In den folgenden Wochen folgten drei weitere Niederlagen. Die 1:4-Pleite gegen den Königsborner SV, das 2:3 bei SV SW Frömern und die 1:4-Niederlage gegen den SuS Oberaden. Dadurch rutschte GSC tabellarisch weit nach unten ab. Nachdem einige Verletzten wieder zum Kader gestoßen waren, berappelte Cappenberg sich und fing an, nach und nach zu punkten. Das Saisonziel wurde auf Platz sechs festgelegt.
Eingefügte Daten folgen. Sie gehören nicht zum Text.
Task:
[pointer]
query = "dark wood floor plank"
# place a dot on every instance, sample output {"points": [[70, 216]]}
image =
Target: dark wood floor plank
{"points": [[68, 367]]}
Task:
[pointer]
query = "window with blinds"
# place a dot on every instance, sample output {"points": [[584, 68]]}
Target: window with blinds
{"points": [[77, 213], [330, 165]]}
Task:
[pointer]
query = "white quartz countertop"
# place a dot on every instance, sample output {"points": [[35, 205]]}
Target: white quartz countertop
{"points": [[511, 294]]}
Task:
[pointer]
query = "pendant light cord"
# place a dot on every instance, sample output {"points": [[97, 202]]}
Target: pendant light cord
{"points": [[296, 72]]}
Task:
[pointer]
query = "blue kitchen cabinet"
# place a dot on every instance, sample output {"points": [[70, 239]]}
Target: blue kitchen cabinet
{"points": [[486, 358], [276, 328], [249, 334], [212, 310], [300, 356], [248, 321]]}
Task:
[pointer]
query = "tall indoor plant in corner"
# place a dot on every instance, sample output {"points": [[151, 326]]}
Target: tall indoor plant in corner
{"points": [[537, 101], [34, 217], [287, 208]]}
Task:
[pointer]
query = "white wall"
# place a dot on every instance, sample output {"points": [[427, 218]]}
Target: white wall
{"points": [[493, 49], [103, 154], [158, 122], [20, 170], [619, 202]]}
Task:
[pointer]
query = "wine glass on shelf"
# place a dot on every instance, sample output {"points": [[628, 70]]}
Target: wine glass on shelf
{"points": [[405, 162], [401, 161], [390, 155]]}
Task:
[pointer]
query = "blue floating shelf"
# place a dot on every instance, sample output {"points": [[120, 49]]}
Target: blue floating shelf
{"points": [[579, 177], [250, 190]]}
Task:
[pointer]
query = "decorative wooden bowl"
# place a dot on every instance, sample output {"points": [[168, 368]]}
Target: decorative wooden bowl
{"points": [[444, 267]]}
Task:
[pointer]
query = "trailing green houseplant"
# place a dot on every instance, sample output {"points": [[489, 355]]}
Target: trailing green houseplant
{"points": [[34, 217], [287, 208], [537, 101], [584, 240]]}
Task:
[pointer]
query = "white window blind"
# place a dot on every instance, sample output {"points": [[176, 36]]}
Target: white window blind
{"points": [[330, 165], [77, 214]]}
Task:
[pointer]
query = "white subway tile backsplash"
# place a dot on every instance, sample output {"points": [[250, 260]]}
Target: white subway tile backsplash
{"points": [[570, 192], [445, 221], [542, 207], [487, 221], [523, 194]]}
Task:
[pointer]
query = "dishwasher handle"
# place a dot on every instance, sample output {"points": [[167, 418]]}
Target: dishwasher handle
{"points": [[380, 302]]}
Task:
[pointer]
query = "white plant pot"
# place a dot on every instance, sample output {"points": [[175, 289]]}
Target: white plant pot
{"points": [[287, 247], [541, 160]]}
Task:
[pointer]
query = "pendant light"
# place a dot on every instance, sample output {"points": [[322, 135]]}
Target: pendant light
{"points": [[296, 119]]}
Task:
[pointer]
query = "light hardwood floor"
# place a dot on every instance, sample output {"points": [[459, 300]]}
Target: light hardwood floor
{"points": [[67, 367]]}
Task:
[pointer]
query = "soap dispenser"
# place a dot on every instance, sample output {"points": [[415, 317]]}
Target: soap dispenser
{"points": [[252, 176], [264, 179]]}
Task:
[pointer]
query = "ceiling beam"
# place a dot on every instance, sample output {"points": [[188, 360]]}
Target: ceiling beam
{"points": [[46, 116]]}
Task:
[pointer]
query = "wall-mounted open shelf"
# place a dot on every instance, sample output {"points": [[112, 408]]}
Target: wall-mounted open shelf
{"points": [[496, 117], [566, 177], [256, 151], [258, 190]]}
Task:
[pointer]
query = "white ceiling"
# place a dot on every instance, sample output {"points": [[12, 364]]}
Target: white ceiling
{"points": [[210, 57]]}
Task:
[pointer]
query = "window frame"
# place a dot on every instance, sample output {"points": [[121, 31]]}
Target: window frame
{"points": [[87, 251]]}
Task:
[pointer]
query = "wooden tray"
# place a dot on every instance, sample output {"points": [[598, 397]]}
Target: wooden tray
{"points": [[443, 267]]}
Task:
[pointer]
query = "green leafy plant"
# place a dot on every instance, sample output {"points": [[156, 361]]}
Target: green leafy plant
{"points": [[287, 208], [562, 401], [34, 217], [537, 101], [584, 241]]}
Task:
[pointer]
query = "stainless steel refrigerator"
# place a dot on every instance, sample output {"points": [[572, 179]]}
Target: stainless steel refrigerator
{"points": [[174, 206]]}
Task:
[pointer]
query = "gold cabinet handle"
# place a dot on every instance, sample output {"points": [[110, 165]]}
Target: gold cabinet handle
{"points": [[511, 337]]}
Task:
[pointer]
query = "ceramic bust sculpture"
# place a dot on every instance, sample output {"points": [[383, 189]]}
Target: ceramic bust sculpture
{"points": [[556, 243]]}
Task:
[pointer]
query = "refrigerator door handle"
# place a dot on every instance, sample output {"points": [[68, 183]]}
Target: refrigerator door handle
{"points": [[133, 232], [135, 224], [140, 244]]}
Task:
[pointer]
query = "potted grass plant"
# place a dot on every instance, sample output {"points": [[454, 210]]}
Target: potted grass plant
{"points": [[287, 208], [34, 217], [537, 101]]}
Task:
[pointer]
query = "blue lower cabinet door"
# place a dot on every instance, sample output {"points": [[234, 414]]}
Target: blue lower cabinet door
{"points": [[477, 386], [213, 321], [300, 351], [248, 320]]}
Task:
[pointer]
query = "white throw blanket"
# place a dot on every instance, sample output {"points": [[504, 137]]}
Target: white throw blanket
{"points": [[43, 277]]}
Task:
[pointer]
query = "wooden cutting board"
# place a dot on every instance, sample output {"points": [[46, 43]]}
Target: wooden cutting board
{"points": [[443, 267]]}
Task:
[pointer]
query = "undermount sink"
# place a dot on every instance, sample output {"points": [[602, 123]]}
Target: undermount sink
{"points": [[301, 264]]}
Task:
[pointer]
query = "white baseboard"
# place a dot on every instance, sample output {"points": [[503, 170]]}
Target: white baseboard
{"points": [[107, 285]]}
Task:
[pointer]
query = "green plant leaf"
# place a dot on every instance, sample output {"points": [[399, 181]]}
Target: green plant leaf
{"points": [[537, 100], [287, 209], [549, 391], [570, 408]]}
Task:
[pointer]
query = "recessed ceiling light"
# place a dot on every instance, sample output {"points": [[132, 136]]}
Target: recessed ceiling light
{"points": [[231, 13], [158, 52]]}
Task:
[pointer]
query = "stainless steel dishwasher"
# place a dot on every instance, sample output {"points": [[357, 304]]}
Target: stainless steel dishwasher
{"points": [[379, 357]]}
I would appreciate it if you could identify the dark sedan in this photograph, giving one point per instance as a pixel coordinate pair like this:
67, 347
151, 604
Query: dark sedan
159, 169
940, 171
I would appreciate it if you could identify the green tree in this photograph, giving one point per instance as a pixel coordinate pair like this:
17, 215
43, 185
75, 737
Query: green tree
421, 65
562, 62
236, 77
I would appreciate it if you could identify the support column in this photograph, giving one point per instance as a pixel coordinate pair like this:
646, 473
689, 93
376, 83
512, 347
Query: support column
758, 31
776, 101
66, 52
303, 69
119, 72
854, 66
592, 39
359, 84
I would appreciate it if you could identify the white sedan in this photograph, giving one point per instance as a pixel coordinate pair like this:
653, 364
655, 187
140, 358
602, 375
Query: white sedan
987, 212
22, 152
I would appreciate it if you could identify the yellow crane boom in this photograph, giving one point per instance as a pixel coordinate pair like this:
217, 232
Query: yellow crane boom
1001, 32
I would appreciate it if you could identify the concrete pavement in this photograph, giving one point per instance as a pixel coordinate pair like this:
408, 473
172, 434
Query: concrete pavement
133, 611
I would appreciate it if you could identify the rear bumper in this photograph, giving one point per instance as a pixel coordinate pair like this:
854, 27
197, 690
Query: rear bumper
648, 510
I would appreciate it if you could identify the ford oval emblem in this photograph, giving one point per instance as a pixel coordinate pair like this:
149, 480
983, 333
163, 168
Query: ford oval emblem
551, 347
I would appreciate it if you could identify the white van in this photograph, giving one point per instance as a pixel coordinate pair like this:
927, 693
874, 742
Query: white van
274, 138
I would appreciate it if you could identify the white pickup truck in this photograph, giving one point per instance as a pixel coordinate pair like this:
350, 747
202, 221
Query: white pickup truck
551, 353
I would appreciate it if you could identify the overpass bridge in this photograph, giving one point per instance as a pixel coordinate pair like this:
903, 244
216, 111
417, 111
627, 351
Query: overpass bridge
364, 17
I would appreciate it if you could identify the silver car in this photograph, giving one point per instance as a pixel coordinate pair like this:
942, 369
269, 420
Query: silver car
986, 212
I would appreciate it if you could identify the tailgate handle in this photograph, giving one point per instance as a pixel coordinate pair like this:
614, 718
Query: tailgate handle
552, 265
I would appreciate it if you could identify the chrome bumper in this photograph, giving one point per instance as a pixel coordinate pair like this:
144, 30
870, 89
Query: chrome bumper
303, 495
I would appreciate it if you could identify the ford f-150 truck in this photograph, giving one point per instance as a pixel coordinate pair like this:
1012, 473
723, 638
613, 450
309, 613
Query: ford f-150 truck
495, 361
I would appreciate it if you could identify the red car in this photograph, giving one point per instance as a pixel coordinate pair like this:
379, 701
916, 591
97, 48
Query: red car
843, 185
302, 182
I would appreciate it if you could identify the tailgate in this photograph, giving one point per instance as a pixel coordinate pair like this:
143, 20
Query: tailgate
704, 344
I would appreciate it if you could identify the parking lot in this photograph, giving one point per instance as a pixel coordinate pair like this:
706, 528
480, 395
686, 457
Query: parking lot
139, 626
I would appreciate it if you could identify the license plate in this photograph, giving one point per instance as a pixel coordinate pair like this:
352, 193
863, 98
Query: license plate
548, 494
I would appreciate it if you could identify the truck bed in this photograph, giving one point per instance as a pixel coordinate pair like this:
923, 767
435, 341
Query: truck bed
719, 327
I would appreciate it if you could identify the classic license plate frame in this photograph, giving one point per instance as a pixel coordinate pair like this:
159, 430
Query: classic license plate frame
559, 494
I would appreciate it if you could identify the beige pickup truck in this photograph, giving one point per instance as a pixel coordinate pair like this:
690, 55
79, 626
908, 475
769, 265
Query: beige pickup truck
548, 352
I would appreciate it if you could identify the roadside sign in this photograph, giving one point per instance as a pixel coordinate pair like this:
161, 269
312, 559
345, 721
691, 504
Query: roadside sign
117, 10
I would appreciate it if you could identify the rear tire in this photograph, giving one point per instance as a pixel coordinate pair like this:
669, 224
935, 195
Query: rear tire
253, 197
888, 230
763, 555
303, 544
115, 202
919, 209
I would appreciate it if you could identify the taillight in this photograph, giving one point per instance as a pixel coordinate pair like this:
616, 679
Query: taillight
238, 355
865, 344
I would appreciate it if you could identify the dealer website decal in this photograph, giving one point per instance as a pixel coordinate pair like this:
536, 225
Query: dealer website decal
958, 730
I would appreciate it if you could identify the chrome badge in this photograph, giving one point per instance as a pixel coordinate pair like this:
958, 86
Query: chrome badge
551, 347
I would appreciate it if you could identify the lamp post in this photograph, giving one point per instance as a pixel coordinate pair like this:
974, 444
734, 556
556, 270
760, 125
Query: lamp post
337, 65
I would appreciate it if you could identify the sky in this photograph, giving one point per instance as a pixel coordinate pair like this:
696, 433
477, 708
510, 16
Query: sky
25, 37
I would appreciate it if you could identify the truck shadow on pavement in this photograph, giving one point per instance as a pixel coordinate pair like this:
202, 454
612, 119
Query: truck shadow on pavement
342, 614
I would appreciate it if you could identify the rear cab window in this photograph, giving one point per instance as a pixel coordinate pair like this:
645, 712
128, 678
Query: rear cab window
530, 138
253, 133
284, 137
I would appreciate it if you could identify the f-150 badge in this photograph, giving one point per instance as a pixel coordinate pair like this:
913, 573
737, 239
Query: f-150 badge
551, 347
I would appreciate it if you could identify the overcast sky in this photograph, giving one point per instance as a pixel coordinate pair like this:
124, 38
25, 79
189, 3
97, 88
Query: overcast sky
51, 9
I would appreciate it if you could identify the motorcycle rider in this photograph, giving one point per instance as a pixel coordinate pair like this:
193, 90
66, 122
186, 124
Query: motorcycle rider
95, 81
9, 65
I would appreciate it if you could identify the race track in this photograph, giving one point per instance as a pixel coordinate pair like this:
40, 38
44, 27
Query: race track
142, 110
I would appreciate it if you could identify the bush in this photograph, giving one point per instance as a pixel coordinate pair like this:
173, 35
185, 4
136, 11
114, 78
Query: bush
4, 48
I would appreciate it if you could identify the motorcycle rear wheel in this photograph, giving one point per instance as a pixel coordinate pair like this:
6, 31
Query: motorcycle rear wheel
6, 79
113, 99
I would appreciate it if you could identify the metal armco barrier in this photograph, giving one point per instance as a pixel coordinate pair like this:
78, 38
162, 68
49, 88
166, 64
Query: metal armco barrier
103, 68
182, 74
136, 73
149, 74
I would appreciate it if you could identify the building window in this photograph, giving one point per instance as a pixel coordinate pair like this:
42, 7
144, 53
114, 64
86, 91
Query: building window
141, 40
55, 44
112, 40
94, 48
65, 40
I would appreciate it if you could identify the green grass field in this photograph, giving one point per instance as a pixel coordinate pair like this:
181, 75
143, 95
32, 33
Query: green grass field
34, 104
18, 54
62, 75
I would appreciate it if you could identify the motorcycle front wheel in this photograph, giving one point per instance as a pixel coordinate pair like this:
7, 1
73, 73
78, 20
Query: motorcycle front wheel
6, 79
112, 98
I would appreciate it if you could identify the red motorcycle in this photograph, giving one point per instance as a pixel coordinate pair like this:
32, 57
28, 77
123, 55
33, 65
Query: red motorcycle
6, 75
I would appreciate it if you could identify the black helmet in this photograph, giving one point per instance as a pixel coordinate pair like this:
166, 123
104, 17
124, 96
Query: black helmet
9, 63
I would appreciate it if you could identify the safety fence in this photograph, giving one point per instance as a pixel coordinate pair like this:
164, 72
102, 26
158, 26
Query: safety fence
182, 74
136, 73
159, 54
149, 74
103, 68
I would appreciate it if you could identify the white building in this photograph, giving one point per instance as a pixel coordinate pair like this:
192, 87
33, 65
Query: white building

„Bisher sind wir voll im Soll. So kann es gern weitergehen“, sagt Osmolski, auch wenn er weiß, dass aktuell die Plätze vier bis acht sehr nah beieinander liegen. „Wir wollen zusehen, dass wir den Schwung in die Rückrunde mitnehmen, um gut aus den Startlöchern zu kommen. Ich wünsche mir, dass alle Spieler gesund bleiben. Dann haben wir eine schlagkräftige Mannschaft“, so der Coach.

Cappenberg startet bereits am Mittwochabend in die Vorbereitung auf die Rückrunde. Insgesamt stehen fünf Testspiele auf dem Programm. „Ich glaube, dass Platz vier am Ende der Saison das Maximum für uns wäre. Wethmar und Holzwickede machen den Titel unter sich aus. TSC Kamen ist ein starkes Team, das, wenn nichts Gravierendes passiert, sich auf Platz drei festigt. Alles, was dann kommt, ist mit uns auf Augenhöhe“, sagt Osmolski. Der Coach betont aber, dass das eigentliche Ziel Rang sechs wäre. Alles andere wäre Zubrot.

In Benjamin Fasse hat Cappenberg seinen einzigen Abgang. „Benny möchte gern mit Wethmars Altherren den Stadtmeister-Titel verteidigen“, sagt Osmolski. Ansonsten bleibt der Kader unverändert.